COOPERATIVE LEARNING IN THE CLASSROOM:
The Importance of a Collaborative Environment for
Kori Inkpen, Kellogg Booth, Maria Klawe
Department of Computer Science
University of British Columbia
Vancouver, British Columbia, V6T 1Z4
Phone: (604)822-8990 E-mail: [email protected]
Faculty of Education
Kingston, Ontario, K7L 3N6
Cooperative behavior of students playing an educational computer game was investigated. The combination of gender and whether one or two computers were present significantly affected the level of achievement as measured by the number of puzzles completed in the game. Female/Female pairs playing on two computers, on average, completed less puzzles than any other pairs in any other condition. Differences were also observed for gender pairs sharing control of the mouse while playing on a single computer. Male/Male pairs had a higher number and percentage of refusals to give up control of the mouse.
Human-computer interaction, Computer-supported cooperative work, Computer-supported cooperative learning, Collaboration, Education, Gender, Games.
This paper examines computer-supported cooperative work (CSCW) issues in an educational domain. Computersupported cooperative learning (CSCL) is a new branch of research combining research from CSCW and education.
We are interested in how computers can be used in educational settings and whether collaborative use of computers is appropriate. Our study is designed as a first step in a larger project investigating how electronic game technology can be used to stimulate interest in math and science among pre-teenage students.
Many stereotypes are reported in the research and popular literatures concerning electronic games and education.
Among these stereotypes are gender differences (girls play less than boys), social consequences (game players don't develop social skills), and educational value (games are mindless entertainment).
Our study examined a number of factors concerned with how school-age children interact with electronic games in a classroom-like environment: isolated play vs. group play; a single shared computer vs. one computer per student; and gender and gender pairings (Figure 1). A somewhat surprising result, perhaps contrary to stereotypes, was that girls appear to perform better when sharing a single computer or when working in isolation than they do when they have a dedicated computer of their own in a collaborative environment.

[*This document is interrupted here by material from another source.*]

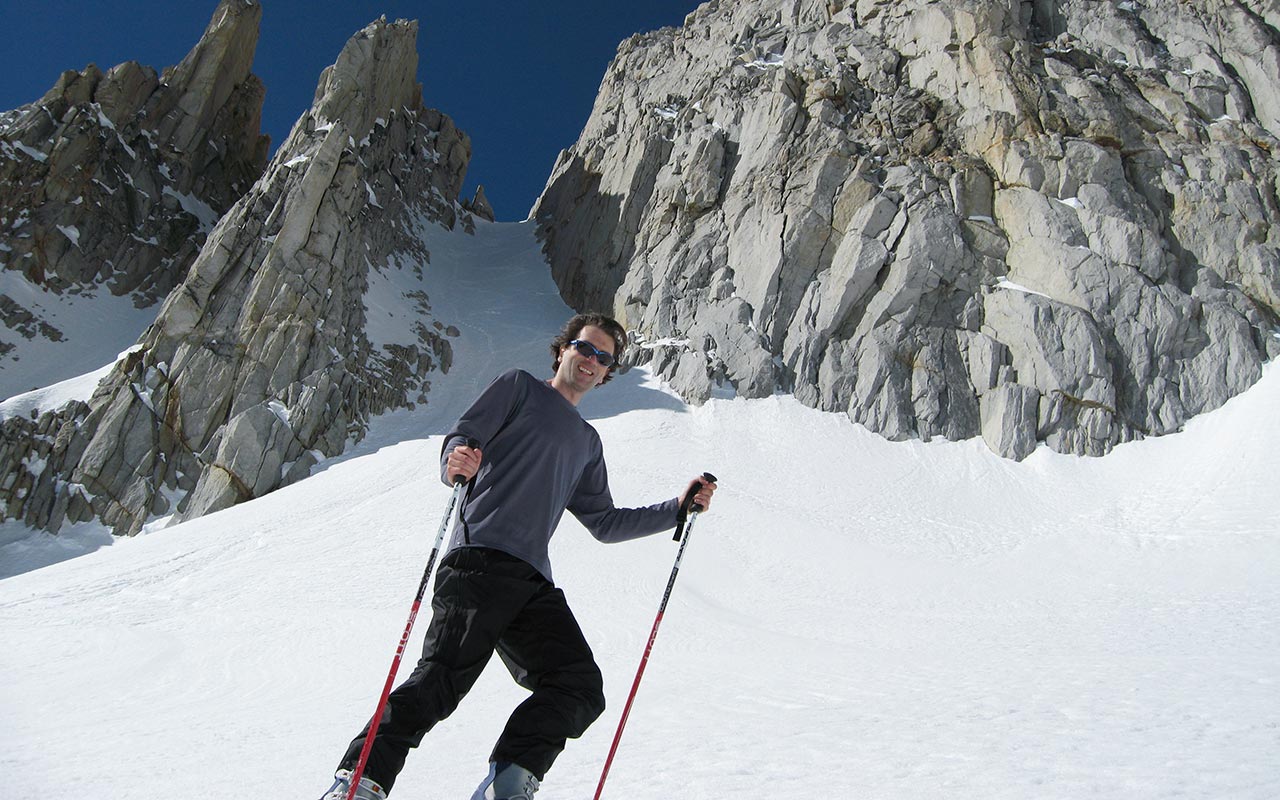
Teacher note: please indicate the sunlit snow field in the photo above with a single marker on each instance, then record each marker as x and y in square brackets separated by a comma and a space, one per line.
[854, 617]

This is true whether they share with other girls or with boys.
After a discussion of how electronic games offer a unique collaborative environment for computer-based education, we summarize previous research on cooperative learningand then describe our own study, the results we obtained, and the conclusions we have drawn thus far.

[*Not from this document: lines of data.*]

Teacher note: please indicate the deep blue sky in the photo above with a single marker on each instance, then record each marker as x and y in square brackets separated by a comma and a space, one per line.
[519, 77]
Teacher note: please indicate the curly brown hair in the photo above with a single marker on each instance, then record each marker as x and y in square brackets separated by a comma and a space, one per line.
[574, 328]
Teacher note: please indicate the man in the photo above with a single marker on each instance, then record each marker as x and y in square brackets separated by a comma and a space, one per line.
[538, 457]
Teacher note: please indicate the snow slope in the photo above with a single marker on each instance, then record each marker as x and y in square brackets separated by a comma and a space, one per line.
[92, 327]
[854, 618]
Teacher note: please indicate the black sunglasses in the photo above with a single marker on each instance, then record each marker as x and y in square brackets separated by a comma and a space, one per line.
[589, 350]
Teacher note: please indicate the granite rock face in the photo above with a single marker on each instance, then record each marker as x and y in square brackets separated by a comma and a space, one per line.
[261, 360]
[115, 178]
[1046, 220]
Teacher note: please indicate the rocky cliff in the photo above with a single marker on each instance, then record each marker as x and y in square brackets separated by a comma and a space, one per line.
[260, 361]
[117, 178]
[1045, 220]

ELECTRONIC GAMES AS TESTBEDS FOR
Research on computer-based learning is an important topic in the field of CSCW because of three factors. First, there is a growing emphasis on cooperative learning in the schools. Second, computer learning environments can play a key role in support of learning. Third, issues in CSCL typify many concerns in CSCW and hence study of CSCL can benefit research in all areas of CSCW. In this section we briefly discuss these topics further.